I have found this -> https://community.cisco.com/t5/wireless/dtls-5-send-alert-send-fatal-close-notify-alert-to-xxx-xxx-xxx/td-p/4692452 I am going to try to and understand it and replicate and comeback with my findings.

marce1000 · ‎02-21-2025

@MagicMike FYI : https://community.cisco.com/t5/wireless/dtls-5-send-alert-send-fatal-close-notify-alert-to-xxx-xxx-xxx/m-p/4692846/highlight/true#M246382

M.

-- Each morning when I wake up and look into the mirror I always say ' Why am I so brilliant ? '
When the mirror will then always repond to me with ' The only thing that exceeds your brilliance is your beauty! '

MagicMike · ‎02-21-2025

We fixed it, thank you all!

As I said before, Access Point AP 2702i is trying to join the controller 3802i, but it doesn't support image download through the GUI.

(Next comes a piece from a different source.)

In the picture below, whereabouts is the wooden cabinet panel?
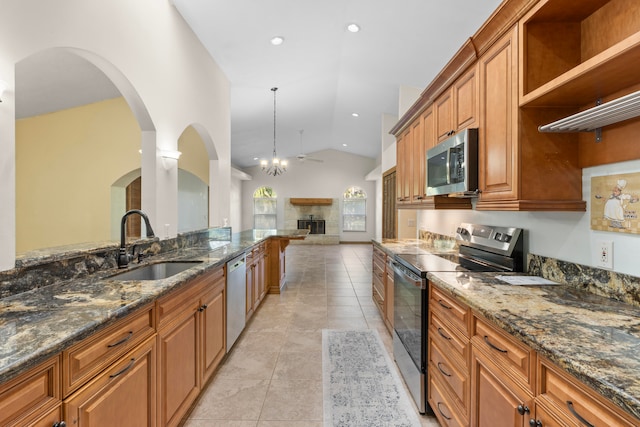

I logged in to 3802i and went to -> Management>Software update and I set it like this:

Transfer Mode: TFTP (it was previously set to HTTP)
IP Address (IPv4)/Name: 10.17.11.30 (a windows machine running Tftpd64 by Ph. Jounin)
File Path****: AIR-AP3800-K9-ME-8-10-190-0/
And SAVE

****I had to go here -> Software Download - Cisco Systems and download AIR-AP3800-K9-ME-8-10-190-0.zip , I then extracted the zip file in the root of the TFTP server.

After I pressed SAVE, a few seconds later the 2702i started to download the the firmware and joined the others.

Problem fixed.

I will install a TFTP server on a linux machine and have it running 24/7, so when I add other APs, if needed, they will all get the firmware from there.

Thank you @marce1000 @Scott Fella @Dustin Anderson @srimal99 for your input!